Libéralisme autoritaire : notre sélection de ressources
La Bpi vous propose une sélection de ressources en lien avec le cycle de conférences consacré au libéralisme autoritaire, jusqu’au 2 mars.

Pensée par le juriste allemand Hermann Heller en plein essor du nazisme, développée par des économistes tels Carl Schmitt ou Friedrich Hayek, la notion de libéralisme autoritaire fait l’objet d’un fort regain d’intérêt en théorie politique depuis une vingtaine d’années. Ce renouveau s’explique notamment par la médiatisation des thèses du journaliste indo-américain Fareed Zakaria au début des années 2000. Ce champ d’étude interdisciplinaire interroge la traditionnelle distinction entre les démocraties libérales et les régimes autoritaires, voire dictatoriaux.
Attentifs aux bouleversements géopolitiques en cours, de nombreux universitaires, journalistes et personnalités politiques s’accordent sur le postulat suivant : loin de s’opposer dans leurs fondements, les démocraties libérales et les régimes autoritaires ne diffèrent qu’en degrés d’exercice du pouvoir. Qu’ils se réclament ou non, ou partiellement des libertés individuelles et économiques, tous ces régimes ont en commun de recourir à des élections permettant aux peuples de choisir leurs dirigeants. La grande majorité sont des États de droit, favorables au marché et inquiets des expressions civiques. Des chercheurs de premier plan comme Jothie Rajah, Eugénie Mérieau ou Grégoire Chamayou notent également que régimes libéraux comme autoritaires révèlent une fracture croissante entre le suffrage exprimé par les peuples et la décision publique. Celle-ci est de plus en plus accaparée par des structures centralisatrices et/ou technocratiques. Cette verticalisation peut générer de la frustration, voire un sentiment de perte de souveraineté.

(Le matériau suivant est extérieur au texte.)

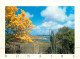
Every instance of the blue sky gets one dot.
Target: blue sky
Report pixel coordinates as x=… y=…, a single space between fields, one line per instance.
x=49 y=17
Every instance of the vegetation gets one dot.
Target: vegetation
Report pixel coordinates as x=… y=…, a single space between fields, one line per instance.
x=17 y=26
x=64 y=43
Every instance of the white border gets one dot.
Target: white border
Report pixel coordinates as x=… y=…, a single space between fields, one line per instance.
x=75 y=3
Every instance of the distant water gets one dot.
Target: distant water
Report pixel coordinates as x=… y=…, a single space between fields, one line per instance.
x=47 y=39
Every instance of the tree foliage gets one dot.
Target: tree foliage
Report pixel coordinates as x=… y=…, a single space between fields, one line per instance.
x=18 y=25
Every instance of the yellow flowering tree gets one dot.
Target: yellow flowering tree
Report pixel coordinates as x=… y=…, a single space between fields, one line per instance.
x=19 y=24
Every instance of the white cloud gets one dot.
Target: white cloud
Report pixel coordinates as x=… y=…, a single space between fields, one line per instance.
x=56 y=14
x=29 y=15
x=55 y=18
x=70 y=17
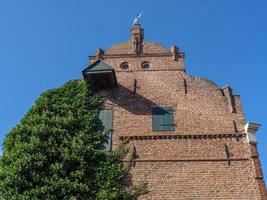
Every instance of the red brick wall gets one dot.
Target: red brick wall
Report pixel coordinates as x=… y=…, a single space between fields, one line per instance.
x=190 y=162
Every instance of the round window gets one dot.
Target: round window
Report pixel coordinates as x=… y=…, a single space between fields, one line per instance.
x=145 y=65
x=124 y=65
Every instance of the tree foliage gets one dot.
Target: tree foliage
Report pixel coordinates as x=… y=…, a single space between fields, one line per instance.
x=55 y=151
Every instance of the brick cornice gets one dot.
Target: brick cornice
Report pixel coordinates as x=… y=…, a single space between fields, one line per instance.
x=182 y=137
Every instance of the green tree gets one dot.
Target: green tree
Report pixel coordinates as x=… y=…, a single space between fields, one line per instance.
x=55 y=151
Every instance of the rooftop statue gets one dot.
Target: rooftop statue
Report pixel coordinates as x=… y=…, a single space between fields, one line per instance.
x=136 y=20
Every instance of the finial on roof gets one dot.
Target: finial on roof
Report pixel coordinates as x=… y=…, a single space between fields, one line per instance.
x=137 y=19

Ces analyses peuvent sembler contre-intuitives. Elles invitent à questionner un regard européocentré habitué au présupposé des Lumières du XVIIIe siècle. Comme le signale l’ancien ministre et penseur Hubert Védrine, ce présupposé se fonde sur l’idée que le libéralisme, dont la valeur cardinale du Progrès se veut universelle, aboutirait nécessairement à la démocratie. Ce présupposé veut également que les électeurs votent en faveur d’idées présentées comme émancipatrices par un système médiatico-politique, et que les dirigeants gouvernent de manière à ce que le libre échange concoure à la paix des nations. Ce consensus s’est renforcé à la fin de la Seconde Guerre mondiale, devenant dominant lors de l’effondrement de l’URSS en 1991 et du boom de la mondialisation économique. On s’attendait à ce que le libre échange instaure la démocratie libérale à l’échelle du globe : or, il a généré d’autres formes de gouvernance et d’acceptions de la liberté, que ce soit par exemple en Chine, en Thaïlande ou à Singapour.
A l’heure de la massification planétaire des crises sociales, économiques, politiques et environnementales, le champ de recherche comparatif du libéralisme autoritaire permet de mieux comprendre la complexité des modes de gouvernance contemporains, d’en discerner les tenants et les aboutissants, qu’ils nous soient proches ou, en apparence, plus éloignés.